I’ve been working on a project using django, and I’ve got some great things to say about it. I also have some nasty things to say. I’m currently prototyping, which means the databases I work with get destroyed and recreated regularly. I normally have a set of test data that should always be present in the system. Database fixtures to the rescue!

The django documentation has a nice section on database fixtures and how to deal with them properly. You can even give your fixtures a special name (initial_data), and the syncdb command will automatically load your initial fixtures for you. The first thing that really struck me about these fixtures is the fact that you have to reference your model for every database row. Why not divide the fixtures into sections so you only have to type it out once? The fixtures could really benefit from that type of context.

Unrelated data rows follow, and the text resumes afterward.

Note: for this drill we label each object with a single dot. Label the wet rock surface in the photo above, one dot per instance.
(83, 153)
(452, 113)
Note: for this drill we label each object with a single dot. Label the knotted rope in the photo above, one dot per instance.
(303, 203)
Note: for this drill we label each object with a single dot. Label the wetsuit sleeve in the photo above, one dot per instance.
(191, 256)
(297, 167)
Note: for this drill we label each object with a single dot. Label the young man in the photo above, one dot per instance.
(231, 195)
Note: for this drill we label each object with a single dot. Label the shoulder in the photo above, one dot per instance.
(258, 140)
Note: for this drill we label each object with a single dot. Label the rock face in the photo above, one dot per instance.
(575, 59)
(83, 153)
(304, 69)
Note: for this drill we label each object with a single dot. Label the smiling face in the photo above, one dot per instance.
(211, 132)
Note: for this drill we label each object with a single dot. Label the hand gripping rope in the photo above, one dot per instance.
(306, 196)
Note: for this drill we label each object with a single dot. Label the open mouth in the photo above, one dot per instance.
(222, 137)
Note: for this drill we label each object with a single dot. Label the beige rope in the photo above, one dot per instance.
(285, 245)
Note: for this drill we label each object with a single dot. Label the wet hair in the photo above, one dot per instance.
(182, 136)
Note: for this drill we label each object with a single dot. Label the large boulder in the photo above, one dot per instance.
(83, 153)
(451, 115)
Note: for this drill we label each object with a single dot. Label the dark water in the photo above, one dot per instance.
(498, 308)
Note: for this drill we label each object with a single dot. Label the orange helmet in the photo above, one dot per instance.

The second thing I noticed, after typing out all my fixtures in YAML format, is that django claims to support YAML format, but doesn’t actually check for an initial_data.yml (or initial_data.yaml) file. That’s a big disappointment. Now am I supposed to translate that file back into xml or json? It picks up files with those names perfectly fine.

You might think I should use django’s dumpdata command, but you might be surprised to know that while dumpdata allows you to specifically exclude certain models, it doesn’t allow you to only include certain models. My project has nearly 100 database tables and dozens of models. Am I supposed to –exclude each of them?

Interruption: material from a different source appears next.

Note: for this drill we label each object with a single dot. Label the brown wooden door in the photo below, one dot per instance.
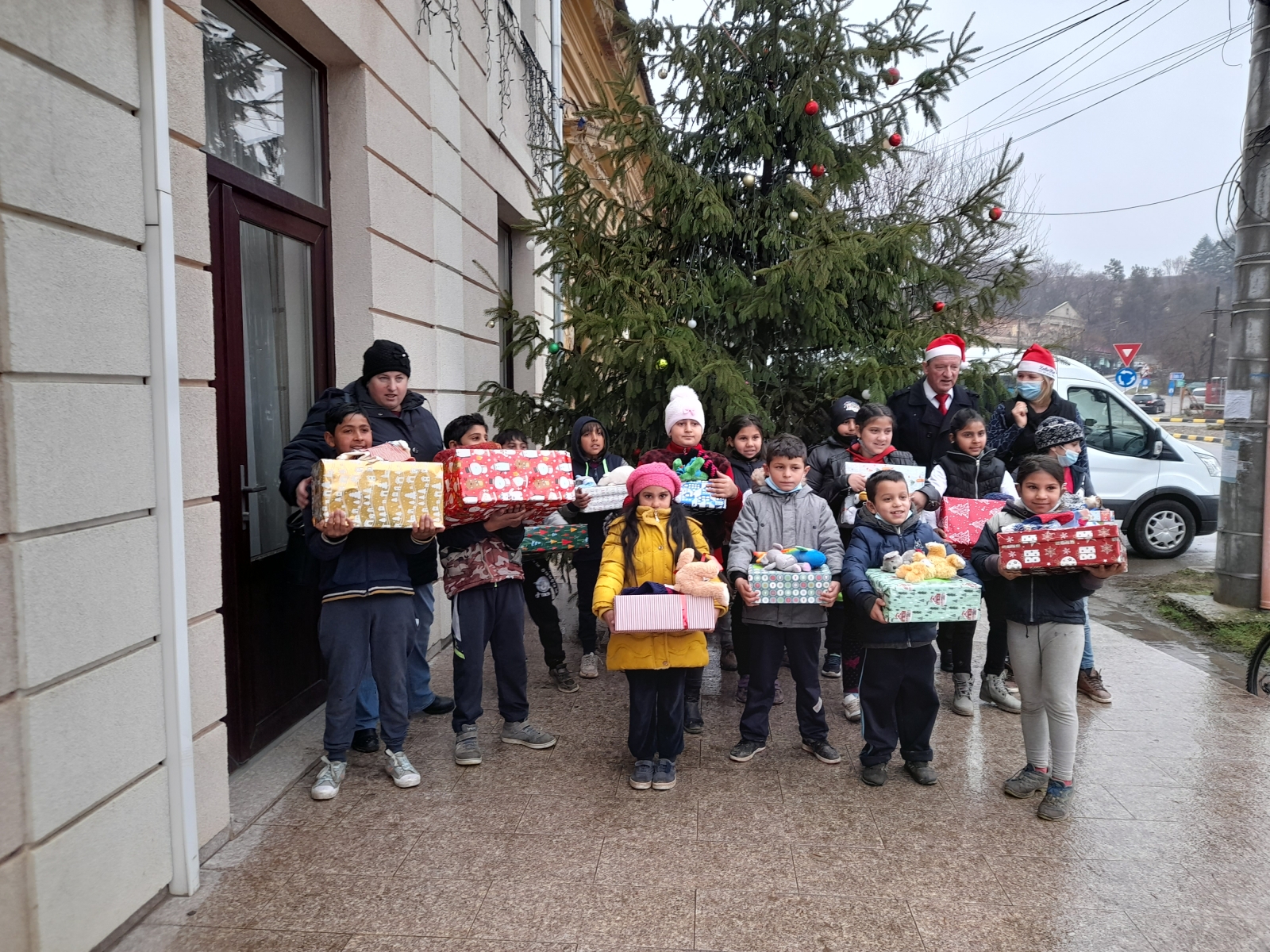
(271, 266)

I’ve spent the last hour and a half trying to get django to bend to my will. Needless to say, I am less than impressed. It would be nice if I could easily force the system to check for yaml files, but to a django novice like myself, the framework appears to suffer from black box syndrome with its weird system of magical callbacks. Does anyone know what’s going on here?

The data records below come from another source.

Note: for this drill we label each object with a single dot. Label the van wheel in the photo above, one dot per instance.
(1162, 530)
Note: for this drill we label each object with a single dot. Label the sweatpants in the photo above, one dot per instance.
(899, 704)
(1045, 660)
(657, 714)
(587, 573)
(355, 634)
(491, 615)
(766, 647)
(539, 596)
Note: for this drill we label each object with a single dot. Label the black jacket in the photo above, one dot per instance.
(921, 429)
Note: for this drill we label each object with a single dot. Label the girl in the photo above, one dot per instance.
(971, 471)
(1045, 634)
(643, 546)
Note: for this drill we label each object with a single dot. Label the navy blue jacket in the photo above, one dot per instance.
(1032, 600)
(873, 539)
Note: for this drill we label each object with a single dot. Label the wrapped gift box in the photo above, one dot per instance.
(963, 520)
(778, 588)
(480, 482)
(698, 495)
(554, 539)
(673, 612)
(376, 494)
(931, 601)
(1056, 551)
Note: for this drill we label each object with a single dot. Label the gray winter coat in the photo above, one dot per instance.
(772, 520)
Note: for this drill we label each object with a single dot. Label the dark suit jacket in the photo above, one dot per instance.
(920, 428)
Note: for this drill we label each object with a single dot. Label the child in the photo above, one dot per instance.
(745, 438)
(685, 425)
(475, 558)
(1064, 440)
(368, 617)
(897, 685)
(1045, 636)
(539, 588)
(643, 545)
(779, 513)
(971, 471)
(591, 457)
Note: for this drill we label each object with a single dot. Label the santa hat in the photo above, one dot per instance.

UPDATE 2008-10-12: I’ve got some helpful feedback from here and had a fresh look at the documentation. Looks like I glossed over the part where it said next to yaml: “This serializer is only available if PyYAML is installed”. So a quick “apt-get install python-yaml” did the trick for me (ubuntu package) after renaming my .yml file to .yaml. If you can’t find a binary for your OS, you can always get the PyYAML source. Initial database fixtures are now working smoothly for me in my format of choice.